Finding demand curves for public goods, and social demand curves

This post goes over a public goods question, where the individual demand curves need to summed up in order to get a legitimate social demand curve.  The reason we need a social demand curve is because everyone benefits from the good in question, so if each consumer only buys until they are satisfied, then they are ignoring the potential benefits to others in the market.

Four towns share a common water source. By buying open land along the watershed (area from which the water flows) the towns can preserve its purity from sewage, road runoff, and such. The land demand schedule for each town based on water treatment costs saved can be expressed as

P = $34,000-10Qd

where Qd is acres purchased and P is the price the town would be willing to pay.

a. If the cost of land is $30,000 per acre, how much land will be purchased if each town operates independently? How much if they form a joint commission for land purchases? Graph the different possibilities. (If the economic theory is not clear, imagine representatives of the four towns sitting around a table, discussing the costs and benefits of purchasing different amounts of land.)

b. Which is the socially efficient solution and why? How would the answers change if the price of land was $36,000 per acre?
c. Discuss this in terms of the demand for clean water. Is clean water a public good in this case?
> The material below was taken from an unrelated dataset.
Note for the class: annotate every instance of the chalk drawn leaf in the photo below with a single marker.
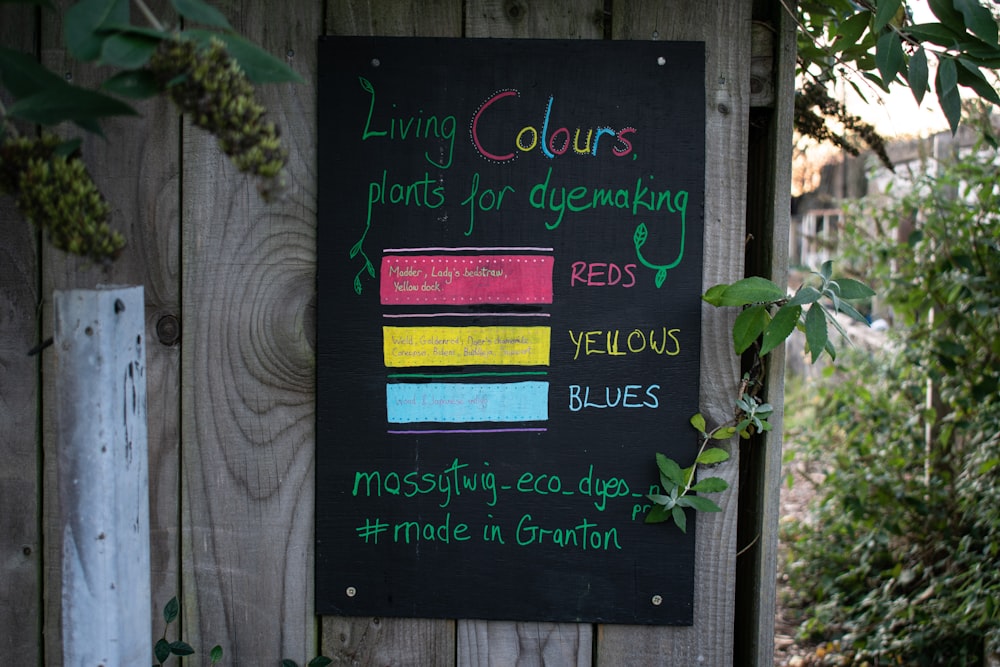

Can water generally be considered a public good?

The first step to answering a. is to plug in the price of land into the demand function:
$30,000 = $34,000 – 10*Qd
If we add 10Qd to both sides, subtract 30,000 from both sides, and then divide by 10, we will get:
Qd = 400

If each town operates independently then they will each buy 400 acres of land, because that is what their individual demand curves would suggest. 
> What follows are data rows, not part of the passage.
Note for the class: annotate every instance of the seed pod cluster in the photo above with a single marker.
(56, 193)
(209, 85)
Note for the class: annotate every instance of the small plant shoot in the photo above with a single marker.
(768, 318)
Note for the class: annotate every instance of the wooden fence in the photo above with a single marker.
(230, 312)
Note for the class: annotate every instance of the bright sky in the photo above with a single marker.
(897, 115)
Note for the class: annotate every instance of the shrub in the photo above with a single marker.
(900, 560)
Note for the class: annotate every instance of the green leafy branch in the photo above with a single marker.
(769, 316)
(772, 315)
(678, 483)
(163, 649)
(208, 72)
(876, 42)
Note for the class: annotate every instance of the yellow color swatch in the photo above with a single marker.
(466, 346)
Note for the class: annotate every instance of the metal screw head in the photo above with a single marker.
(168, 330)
If the representatives get together, they will realize that when one town buys an acre of land, the other three benefit from that purchase.  In order to internalize this positive externality, we need to account for it.  To that to this problem, we will need to add together the 4 different demand functions, and come up with a new one (this process is similar to the way the demand curve for a public good is created).

So our new demand function will be P = $136,000 – 40Qd, and the associated graph will look like:

In the above graph, the D curve represents each town’s individual demand curve, and it shows that the intersection between the given price and the individual demand curve occurs at Q = 400.  If they each operate independently then a total of 1,600 acres get purchased.  However when we construct the social demand line, we see that the new intersection occurs at a Q of 2650, which is much higher than the 1600 with everyone operating independently.

We can solve for Qd with the new demand function.  To do this we have to add 40Qd to both sides, subtract 30,000 from both sides, and then divide by 40, and we get:
Qd = 2650

This joint venture amount is much larger than the individual amount because the towns now understand that when they purchase more, they are benefiting their neighbors as well.  Under this scenario, each town would purchase 662.5 acres instead of 400.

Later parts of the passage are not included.